To maximize the output of background agents they need the complete development workflow: clone, branch, install, build, test, iterate, commit, push. SCM integration, build toolchains, test runners, linters, end-to-end execution. The difference between "a container with a shell" and "a development environment" is this full loop.

At Ona, environments live inside the customer's own VPC on AWS, GCP, and soon Azure with native network access to everything a developer would have, no tunneling required. When an agent opens a pull request, it has run the same tests, linters, and build process a human engineer would. We wrote about this in more detail in "don't build a coding agent sandbox yourself".

Security: assume compromise, enforce at the kernel

Agents are not trusted users. They cannot be. Anyone who tells you they've "solved" prompt injection is selling something that doesn't exist.

The right question isn't "how do we prevent compromise?" it's "what can the agent reach and attempt to compromise?"

Ona's security operates at two layers. First, credentials: environments get short-lived, scoped tokens tied to organization, project, and user. Second, kernel-level enforcement. We monitor every system call, file access, network packet, and what agents execute in the kernel. A jailbroken agent hits a wall enforced by the operating system. Policy-as-code lets organizations define hard constraints — "no public S3 buckets," "no writes to production databases" — that override agent autonomy entirely.

We're writing more about our approach to agent runtime security soon, and I'm excited to share that Leo and Lorenzo, creators of Falco, have joined Ona.

The compounding effect

Companies that standardized their environments now run agents in parallel, automate code review, clear backlogs overnight, and mass-refactor across hundreds of packages. Scheduled agents pick up tickets from issue trackers at 7am and have PRs ready by standup, already churning away the next task during meetings. Background agents triggered from error monitoring tools like Sentry triage and fix bugs without human initiation reducing noise and cloud bills. At Ona, we use this internally and it accelerated our engineering capacity in ways we didn't think possible.

The same infrastructure that makes an engineer productive on day one makes an agent productive on task one.

The impact extends beyond engineering. When a development environment is one click away, product managers, engineering managers and designers can access the codebase directly. A designer adjusting spacing can spin up an environment, have an agent make the change, and send a PR instead of pulling an engineer out of deep work for a trivial fix.

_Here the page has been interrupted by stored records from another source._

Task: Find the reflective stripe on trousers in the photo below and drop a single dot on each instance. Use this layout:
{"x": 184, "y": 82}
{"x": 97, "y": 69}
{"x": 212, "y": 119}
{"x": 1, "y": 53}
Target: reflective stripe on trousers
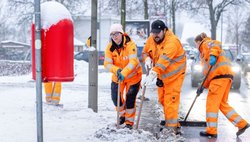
{"x": 217, "y": 100}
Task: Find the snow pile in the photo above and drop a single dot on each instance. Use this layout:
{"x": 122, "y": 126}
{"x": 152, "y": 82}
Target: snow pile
{"x": 111, "y": 133}
{"x": 168, "y": 135}
{"x": 52, "y": 12}
{"x": 14, "y": 68}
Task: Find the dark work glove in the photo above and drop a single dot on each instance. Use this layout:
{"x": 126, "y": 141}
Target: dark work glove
{"x": 159, "y": 83}
{"x": 119, "y": 75}
{"x": 199, "y": 90}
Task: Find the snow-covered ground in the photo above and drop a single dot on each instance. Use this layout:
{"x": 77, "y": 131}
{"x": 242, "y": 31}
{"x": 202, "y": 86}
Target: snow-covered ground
{"x": 75, "y": 122}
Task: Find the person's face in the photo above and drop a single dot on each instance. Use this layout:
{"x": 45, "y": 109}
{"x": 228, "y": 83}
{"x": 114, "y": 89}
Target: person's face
{"x": 158, "y": 36}
{"x": 116, "y": 37}
{"x": 198, "y": 43}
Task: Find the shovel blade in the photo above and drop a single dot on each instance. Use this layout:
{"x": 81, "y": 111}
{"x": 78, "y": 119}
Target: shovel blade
{"x": 193, "y": 123}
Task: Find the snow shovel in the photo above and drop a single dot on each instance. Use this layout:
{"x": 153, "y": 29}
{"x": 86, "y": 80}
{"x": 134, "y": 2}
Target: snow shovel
{"x": 142, "y": 99}
{"x": 118, "y": 105}
{"x": 195, "y": 123}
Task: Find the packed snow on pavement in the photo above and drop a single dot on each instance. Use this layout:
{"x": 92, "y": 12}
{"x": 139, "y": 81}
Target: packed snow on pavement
{"x": 75, "y": 122}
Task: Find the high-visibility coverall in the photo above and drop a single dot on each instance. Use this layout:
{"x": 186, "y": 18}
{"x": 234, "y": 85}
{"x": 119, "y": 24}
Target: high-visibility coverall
{"x": 218, "y": 83}
{"x": 124, "y": 58}
{"x": 53, "y": 92}
{"x": 169, "y": 61}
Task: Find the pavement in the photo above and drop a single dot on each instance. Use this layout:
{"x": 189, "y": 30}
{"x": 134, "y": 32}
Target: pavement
{"x": 152, "y": 113}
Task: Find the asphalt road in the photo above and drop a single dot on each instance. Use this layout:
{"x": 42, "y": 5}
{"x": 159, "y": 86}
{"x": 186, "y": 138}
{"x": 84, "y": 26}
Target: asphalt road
{"x": 238, "y": 99}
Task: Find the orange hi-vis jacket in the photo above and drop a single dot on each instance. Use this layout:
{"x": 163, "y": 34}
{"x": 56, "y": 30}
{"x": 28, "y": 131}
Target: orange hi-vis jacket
{"x": 168, "y": 57}
{"x": 124, "y": 58}
{"x": 223, "y": 64}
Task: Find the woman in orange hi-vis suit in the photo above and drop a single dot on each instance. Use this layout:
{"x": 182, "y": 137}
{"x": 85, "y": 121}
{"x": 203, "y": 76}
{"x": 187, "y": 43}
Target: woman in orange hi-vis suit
{"x": 122, "y": 61}
{"x": 53, "y": 92}
{"x": 164, "y": 50}
{"x": 218, "y": 83}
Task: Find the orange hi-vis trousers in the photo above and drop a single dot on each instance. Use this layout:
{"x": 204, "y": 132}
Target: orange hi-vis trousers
{"x": 217, "y": 100}
{"x": 53, "y": 92}
{"x": 127, "y": 100}
{"x": 169, "y": 97}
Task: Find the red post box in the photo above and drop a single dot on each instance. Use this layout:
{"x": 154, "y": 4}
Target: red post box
{"x": 57, "y": 51}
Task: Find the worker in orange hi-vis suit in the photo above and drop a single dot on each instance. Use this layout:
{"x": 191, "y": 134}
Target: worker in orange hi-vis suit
{"x": 53, "y": 92}
{"x": 218, "y": 82}
{"x": 165, "y": 54}
{"x": 122, "y": 61}
{"x": 88, "y": 42}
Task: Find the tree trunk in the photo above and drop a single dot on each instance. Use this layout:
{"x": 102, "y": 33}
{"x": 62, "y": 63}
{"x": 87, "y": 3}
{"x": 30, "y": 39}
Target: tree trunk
{"x": 212, "y": 21}
{"x": 145, "y": 9}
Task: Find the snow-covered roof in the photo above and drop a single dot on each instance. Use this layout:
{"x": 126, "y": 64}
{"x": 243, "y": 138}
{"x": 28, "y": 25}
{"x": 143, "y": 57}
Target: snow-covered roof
{"x": 52, "y": 12}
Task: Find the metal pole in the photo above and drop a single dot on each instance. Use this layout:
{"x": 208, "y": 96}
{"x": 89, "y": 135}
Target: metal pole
{"x": 93, "y": 66}
{"x": 123, "y": 14}
{"x": 221, "y": 27}
{"x": 39, "y": 107}
{"x": 118, "y": 104}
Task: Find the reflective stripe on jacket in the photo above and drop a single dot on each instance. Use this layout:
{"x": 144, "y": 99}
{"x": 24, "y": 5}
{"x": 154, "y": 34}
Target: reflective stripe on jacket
{"x": 168, "y": 57}
{"x": 126, "y": 60}
{"x": 223, "y": 65}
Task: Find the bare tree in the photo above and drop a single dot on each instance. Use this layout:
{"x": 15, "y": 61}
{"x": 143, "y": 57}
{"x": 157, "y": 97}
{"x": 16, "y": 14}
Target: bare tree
{"x": 235, "y": 20}
{"x": 245, "y": 35}
{"x": 214, "y": 10}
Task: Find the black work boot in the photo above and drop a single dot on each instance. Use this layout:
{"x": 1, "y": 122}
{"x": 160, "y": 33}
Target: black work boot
{"x": 130, "y": 127}
{"x": 122, "y": 120}
{"x": 205, "y": 134}
{"x": 163, "y": 122}
{"x": 241, "y": 131}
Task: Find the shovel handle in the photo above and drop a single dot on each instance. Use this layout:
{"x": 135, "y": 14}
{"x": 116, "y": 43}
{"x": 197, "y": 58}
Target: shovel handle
{"x": 197, "y": 95}
{"x": 142, "y": 99}
{"x": 118, "y": 105}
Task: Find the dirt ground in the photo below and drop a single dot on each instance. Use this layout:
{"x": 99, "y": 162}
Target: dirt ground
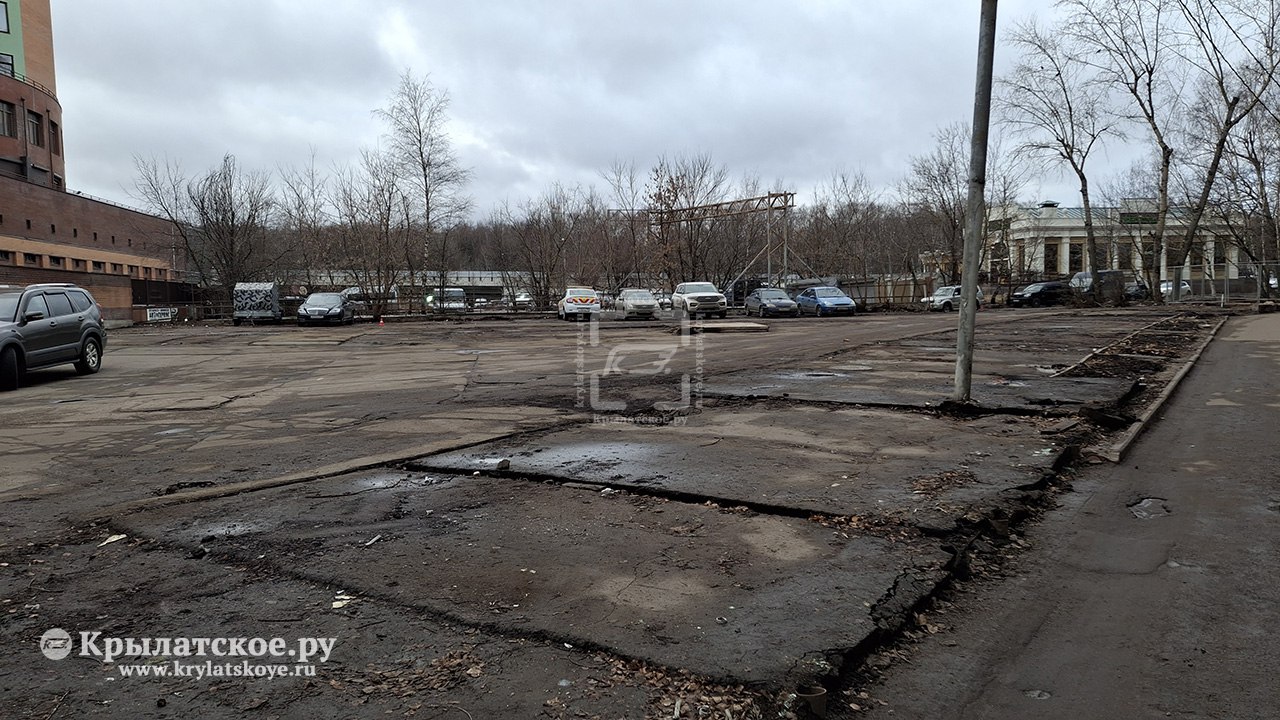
{"x": 539, "y": 519}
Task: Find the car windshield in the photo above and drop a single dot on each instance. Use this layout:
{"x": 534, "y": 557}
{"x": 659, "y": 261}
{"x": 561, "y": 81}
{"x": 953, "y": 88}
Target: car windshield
{"x": 324, "y": 299}
{"x": 9, "y": 306}
{"x": 699, "y": 287}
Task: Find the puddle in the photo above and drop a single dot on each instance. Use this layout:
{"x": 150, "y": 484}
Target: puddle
{"x": 233, "y": 529}
{"x": 1148, "y": 507}
{"x": 809, "y": 376}
{"x": 174, "y": 431}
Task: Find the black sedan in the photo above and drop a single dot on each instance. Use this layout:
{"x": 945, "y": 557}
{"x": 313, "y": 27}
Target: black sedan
{"x": 1037, "y": 295}
{"x": 327, "y": 308}
{"x": 769, "y": 301}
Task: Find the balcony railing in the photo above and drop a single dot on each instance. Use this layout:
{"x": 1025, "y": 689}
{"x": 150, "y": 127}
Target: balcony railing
{"x": 26, "y": 80}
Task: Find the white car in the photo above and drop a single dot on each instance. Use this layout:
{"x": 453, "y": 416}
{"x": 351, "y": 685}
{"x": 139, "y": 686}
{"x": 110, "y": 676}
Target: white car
{"x": 635, "y": 304}
{"x": 1166, "y": 288}
{"x": 946, "y": 299}
{"x": 698, "y": 299}
{"x": 577, "y": 302}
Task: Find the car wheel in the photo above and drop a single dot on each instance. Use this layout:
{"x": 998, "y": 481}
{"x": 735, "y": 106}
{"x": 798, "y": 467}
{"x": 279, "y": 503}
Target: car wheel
{"x": 9, "y": 370}
{"x": 91, "y": 358}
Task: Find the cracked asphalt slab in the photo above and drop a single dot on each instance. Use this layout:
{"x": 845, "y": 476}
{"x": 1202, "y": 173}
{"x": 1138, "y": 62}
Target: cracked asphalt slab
{"x": 227, "y": 433}
{"x": 791, "y": 460}
{"x": 670, "y": 583}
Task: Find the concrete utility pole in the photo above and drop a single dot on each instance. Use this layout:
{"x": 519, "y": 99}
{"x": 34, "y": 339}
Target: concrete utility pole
{"x": 977, "y": 201}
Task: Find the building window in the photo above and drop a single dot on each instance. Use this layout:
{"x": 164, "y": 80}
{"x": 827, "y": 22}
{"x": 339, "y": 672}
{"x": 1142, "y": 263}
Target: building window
{"x": 1124, "y": 256}
{"x": 35, "y": 128}
{"x": 8, "y": 119}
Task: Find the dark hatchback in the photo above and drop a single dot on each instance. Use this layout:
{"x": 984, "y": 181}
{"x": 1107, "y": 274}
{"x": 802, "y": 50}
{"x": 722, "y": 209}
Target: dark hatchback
{"x": 328, "y": 308}
{"x": 42, "y": 326}
{"x": 1038, "y": 295}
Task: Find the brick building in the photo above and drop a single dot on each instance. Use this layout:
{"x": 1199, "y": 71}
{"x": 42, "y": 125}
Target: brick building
{"x": 48, "y": 233}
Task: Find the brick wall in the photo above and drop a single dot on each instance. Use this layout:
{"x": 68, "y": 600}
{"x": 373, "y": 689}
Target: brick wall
{"x": 40, "y": 213}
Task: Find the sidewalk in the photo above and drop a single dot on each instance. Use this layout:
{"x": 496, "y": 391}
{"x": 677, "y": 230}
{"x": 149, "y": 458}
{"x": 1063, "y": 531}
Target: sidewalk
{"x": 1153, "y": 591}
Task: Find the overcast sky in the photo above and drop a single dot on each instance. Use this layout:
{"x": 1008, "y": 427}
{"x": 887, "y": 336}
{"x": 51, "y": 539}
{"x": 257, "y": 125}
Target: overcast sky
{"x": 542, "y": 90}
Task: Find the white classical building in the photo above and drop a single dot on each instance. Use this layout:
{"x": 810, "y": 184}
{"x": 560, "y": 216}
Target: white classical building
{"x": 1046, "y": 241}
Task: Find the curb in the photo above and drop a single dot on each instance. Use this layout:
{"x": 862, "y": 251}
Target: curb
{"x": 1115, "y": 451}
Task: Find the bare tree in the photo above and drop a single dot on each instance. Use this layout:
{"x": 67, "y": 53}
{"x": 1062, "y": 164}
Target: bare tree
{"x": 1129, "y": 42}
{"x": 420, "y": 149}
{"x": 679, "y": 183}
{"x": 374, "y": 228}
{"x": 1233, "y": 48}
{"x": 306, "y": 219}
{"x": 223, "y": 219}
{"x": 1052, "y": 103}
{"x": 936, "y": 187}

Support teams can answer customer questions against actual source code. Onboarding a non-technical person to the local dev environment takes days of hand-holding, and the setup breaks the moment they stop maintaining it. A cloud environment that sets itself up eliminates that entirely, breaks silos and accelerates how you collaborate.

What this means for your team

If you're evaluating background agents, start by auditing your dev environment standardization:

Can a new engineer go from zero to running code in one-click under 10 minutes?
Can you spin up 10 identical environments programmatically?
Is your environment definition checked into your repo?
Does your environment set itself up without manual steps?
Can your environments reach all the internal services they need, securely?
If an agent is compromised, what limits the blast radius? Are credentials ephemeral and cryptographically bound, or are they long-lived secrets sitting in environment variables?

If the answer to any of these is no, you will not get the lift that you expect from background agents. Regardless of how great model capability will be.

The investment in standardizing your development workflows pays dividends across human productivity, agent productivity, security posture, and onboarding. It's the foundation layer that everything else builds on.

We have been building this infrastructure for five years because we believed software development would move to the cloud.

With the arrival of background agents it's finally happening, through a different door than we expected.

We'd love to help you beat our 88.5% of merged PRs on main. The technology exists, let's go!